Movió la cabeza de un lado a otro. Eso era historia pasada. Por el presente y por el futuro, el Halcón tenía que emprender el vuelo para otra caza y, como recompensa, lo aguardaba un seductor y dorado futuro.

Podría demostrar que el testamento era una falsificación, obtener ese dinero para su padre, y entonces el nuevo lord Deveril se marcharía de ahí; después de pagarle la deuda a Slade, lógicamente.

Veinte mil libras. La sola idea de esa suma lo hacía tambalearse, pero la hizo a un lado. Lo esperaba cinco veces eso si hacía bien su trabajo.

Entonces tendría Hawkinville. Su padre la llamaba una casa de granja y tenía razón. Era una casa de dos plantas y sólo tenía cuatro dormitorios. El cielo raso era bajo, los muebles y accesorios simplemente prácticos, y el «terreno» consistía en el patio y una huerta atrás.

Pero ese era su trozo de cielo. No permitiría que la derribaran, ni permitiría que Slade arrancara el corazón de la aldea Hawk in the Vale.

Salió por la puerta exterior y echó a caminar de vuelta al prado comunal. Unas cuantas personas lo llamaron, agitando las manos, sin tener idea de que su mundo estaba en peligro. Los saludó agitando la suya, pero se volvió a mirar la casa y la hilera de casitas de aparceros.

La mayoría de las puertas estaban abiertas y por ellas entraban y salían niños corriendo. Los mayores, que habían vivido la mayor parte de su vida en esas casas, estaban sentados fuera, encorvados, mirando la alegría y los juegos de los críos. Las madres, con sus bebés en la cadera o al pecho, conversaban entre ellas, vigilantes, con un ojo puesto en sus familiares.
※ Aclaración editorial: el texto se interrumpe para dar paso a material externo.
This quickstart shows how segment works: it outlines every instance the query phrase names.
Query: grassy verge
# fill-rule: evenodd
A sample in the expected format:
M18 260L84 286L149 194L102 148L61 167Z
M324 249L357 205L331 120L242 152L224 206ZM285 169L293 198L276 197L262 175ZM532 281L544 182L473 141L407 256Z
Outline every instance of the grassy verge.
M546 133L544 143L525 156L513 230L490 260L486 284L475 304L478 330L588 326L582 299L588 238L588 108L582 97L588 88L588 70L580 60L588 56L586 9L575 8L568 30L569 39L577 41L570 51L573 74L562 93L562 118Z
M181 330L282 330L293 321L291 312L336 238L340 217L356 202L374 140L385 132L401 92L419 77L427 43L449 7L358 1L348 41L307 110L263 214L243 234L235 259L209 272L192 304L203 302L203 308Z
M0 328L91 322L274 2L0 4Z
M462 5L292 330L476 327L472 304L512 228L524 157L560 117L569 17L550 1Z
Ninguna de las casas tenía las paredes parejas ni lisas, y la mayoría de los techos de paja necesitaban reparación; eso era responsabilidad del terrateniente, no de los inquilinos o aparceros. No había rosales floridos delante de las casas, porque estas daban al camino circular que rodeaba el prado comunal, con las fachadas hacia el norte, pero él sabía que en las largas huertas de atrás, junto al río, florecían rosas entre las bien cuidadas verduras que alimentaban a esas familias.

Vio pasar a Slade por ahí, sonriendo de oreja a oreja; estaba claro que, en su imaginación al menos, ya se sentía el amo allí. Tal vez estaba visualizando todo eso despejado y limpio, con la mejora de un edificio moderno.

El puro y simple deseo de asesinarlo lo mantuvo rígido un momento. Pero no, eso no serviría de nada.

¿Qué haría si no lograba demostrar que el testamento era falso?

Pues, intentaría demostrar que la chica Greystone era una asesina. Eso daría tan buen resultado como arrojar dudas acerca del testamento. Probablemente ni siquiera sería difícil para un hombre como él. Parte de su trabajo en la guerra era hacer investigaciones, y era muy bueno en eso.

Había esperado no tener que soltar nunca más al Halcón. Esas investigaciones le habían dejado recuerdos muy desagradables, y a veces lo llevaron incluso hasta el borde de su honor.

Pero este asunto era de nuevo la guerra. En silencio se prometió a sí mismo que ni la codicia ni la locura destruirían la aldea Hawk in the Vale.